The heroes of countering rumour: scepticism and observation of the authority
For all that we are not totally powerless in the face of rumour. We can compare stories and identify their points of weakness or ‘holes’. When chemical weapons were used to perpetrate a massacre in Ghouta in August reports soon spread in Syrian and international circles, and everyone (starting with the regime) seemed to accept a rumour which said that opposition forces were the ones who had used the chemical weapons. The American journalist Seymour Hersh spent nine months working hard to come to exactly this conclusion. What all sides had in common was that none of them had tried calling the residents of Ghouta (there are approximately four million people currently living there), and asking them if there had been any whispers about chemical weapons in the neighbourhood or about the possibility that opposition fighters had used them. And then there was a precedent; the Assad regime had used such weapons before, perhaps as many as thirty times prior to the assault in August 2011.
These things help distinguish between rumour and fact, between a report you can trust and a rumour that seeks to deceive. The report says something about an incident, while the rumour says something about the person who started it.
But while individuals are able to trust some information in circulation, the ability to catch rumour in the political arena requires the existence of independent — and agenda-less — scrutiny and investigation. On the social level, effective resistance to political rumour requires the authorities to be placed under observation, and greater transparency in the creation of policy.

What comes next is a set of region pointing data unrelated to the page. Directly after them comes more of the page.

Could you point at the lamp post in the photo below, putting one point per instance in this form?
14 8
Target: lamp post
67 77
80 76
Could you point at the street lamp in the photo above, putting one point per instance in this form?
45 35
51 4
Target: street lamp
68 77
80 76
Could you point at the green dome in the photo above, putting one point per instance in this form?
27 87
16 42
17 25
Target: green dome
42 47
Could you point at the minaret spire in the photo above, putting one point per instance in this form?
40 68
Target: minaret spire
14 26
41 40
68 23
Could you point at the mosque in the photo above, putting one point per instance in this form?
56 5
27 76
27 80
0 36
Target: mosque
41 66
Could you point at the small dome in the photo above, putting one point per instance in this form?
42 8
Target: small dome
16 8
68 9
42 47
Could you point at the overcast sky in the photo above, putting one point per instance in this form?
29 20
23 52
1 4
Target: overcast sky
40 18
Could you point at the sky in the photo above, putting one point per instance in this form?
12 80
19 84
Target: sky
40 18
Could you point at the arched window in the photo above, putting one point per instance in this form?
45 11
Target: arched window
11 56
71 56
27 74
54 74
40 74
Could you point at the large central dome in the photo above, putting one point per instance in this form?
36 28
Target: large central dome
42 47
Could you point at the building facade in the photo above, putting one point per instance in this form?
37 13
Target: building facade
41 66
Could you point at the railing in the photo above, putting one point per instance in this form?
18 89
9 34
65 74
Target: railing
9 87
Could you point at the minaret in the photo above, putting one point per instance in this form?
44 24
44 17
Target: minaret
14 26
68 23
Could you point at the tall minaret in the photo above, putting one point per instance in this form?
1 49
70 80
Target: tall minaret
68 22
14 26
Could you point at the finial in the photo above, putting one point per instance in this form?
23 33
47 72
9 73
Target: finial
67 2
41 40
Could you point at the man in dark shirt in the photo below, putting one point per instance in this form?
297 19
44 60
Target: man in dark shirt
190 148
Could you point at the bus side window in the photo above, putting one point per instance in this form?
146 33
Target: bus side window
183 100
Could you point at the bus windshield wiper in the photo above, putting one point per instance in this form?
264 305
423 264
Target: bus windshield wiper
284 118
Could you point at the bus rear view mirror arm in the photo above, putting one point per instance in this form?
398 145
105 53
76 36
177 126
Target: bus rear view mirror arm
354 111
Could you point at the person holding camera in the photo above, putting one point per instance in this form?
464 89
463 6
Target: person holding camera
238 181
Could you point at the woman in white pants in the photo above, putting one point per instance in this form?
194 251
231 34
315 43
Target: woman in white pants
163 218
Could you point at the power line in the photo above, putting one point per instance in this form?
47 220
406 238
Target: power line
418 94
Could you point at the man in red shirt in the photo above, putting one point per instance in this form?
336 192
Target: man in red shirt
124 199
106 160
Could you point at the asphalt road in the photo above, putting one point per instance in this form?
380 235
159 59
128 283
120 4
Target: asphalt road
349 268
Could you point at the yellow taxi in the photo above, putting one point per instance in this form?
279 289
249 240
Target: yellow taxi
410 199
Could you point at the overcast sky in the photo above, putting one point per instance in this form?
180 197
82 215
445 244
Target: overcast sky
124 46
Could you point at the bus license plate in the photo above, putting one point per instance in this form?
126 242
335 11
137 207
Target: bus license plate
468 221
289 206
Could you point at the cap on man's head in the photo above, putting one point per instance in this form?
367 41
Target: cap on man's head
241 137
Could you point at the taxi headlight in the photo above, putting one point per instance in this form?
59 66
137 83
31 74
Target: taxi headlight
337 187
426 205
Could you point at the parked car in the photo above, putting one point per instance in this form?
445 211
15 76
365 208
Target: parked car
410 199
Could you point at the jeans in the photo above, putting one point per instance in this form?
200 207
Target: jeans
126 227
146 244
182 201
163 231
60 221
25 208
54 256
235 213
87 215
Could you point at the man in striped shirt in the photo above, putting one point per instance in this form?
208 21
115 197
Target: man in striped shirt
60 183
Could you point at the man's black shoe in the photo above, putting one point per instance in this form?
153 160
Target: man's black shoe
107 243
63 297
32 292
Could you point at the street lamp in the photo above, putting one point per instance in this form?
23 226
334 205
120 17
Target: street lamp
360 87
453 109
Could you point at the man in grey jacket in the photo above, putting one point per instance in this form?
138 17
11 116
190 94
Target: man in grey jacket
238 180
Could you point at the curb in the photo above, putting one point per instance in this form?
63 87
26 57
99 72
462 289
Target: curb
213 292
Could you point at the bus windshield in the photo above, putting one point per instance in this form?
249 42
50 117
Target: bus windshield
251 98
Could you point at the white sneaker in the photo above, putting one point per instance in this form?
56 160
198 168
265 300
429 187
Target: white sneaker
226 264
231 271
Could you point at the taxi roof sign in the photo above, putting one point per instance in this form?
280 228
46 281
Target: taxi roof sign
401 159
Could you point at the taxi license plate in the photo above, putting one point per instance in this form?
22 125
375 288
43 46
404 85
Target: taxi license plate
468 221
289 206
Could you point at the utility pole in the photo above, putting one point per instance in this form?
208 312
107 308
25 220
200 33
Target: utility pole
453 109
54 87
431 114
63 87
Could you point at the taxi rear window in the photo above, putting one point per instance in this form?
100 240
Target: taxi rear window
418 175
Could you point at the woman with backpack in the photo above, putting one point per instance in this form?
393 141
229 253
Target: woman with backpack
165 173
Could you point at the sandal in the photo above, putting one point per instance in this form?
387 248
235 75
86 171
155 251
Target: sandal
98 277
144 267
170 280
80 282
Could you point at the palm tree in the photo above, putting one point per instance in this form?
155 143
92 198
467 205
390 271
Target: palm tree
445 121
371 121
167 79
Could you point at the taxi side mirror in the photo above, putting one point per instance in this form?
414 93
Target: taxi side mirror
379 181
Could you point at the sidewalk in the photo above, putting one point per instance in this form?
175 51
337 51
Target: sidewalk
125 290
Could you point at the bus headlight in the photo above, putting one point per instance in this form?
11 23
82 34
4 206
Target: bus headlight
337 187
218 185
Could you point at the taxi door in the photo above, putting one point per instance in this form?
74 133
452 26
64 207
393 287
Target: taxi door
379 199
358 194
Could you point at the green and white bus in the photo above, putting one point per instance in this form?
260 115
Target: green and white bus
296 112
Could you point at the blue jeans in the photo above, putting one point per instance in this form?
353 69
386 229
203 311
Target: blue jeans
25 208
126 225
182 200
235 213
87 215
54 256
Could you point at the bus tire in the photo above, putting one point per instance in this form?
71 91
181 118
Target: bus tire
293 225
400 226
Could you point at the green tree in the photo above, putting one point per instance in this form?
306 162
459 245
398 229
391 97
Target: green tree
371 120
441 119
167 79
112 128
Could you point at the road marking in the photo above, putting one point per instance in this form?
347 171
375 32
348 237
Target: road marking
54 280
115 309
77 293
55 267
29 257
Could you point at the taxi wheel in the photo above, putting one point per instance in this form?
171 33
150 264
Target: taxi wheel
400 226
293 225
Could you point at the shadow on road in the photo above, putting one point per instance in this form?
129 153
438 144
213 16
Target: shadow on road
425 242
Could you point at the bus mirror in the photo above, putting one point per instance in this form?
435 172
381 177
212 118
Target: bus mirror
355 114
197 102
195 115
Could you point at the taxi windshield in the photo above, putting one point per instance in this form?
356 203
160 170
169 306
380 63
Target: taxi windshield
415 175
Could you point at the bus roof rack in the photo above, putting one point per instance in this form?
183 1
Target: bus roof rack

There is a somewhat hypocritical proverb in Arabic which says, ‘The speech of kings is the king of speech.’ In other words, that our rulers are also the wisest among us. Right now we need to develop a counter-proverb that says that kings (i.e. those with political power) are liars, that their speech is false until proved otherwise, and that the more power the speaker possesses the more his words and deeds must be subjected to wider social scrutiny. Rulers are careless and irresponsible, this proverb must say, and more often than not, criminals.
In societies everywhere information is one of the basic tools of governance and a basic tool of resistance. In our country, the rulers have monopolized information to control people and control the concepts of right and wrong. They have stripped people of their ability to assess and judge reality and placed them in the position of the accused, the guilty. The separation of political power and information, of governance and judgment, is essential if we wish to develop a liberated and democratic politics.
In the examples above, rumour rides on power, it does not subject it to scrutiny. The object of scrutinizing political power — the kings and rulers — is to negate its ability to spread rumour that misleads its subjects, who are denied both information and power, and to prevent the powerful monopolizing governance and ‘wisdom’.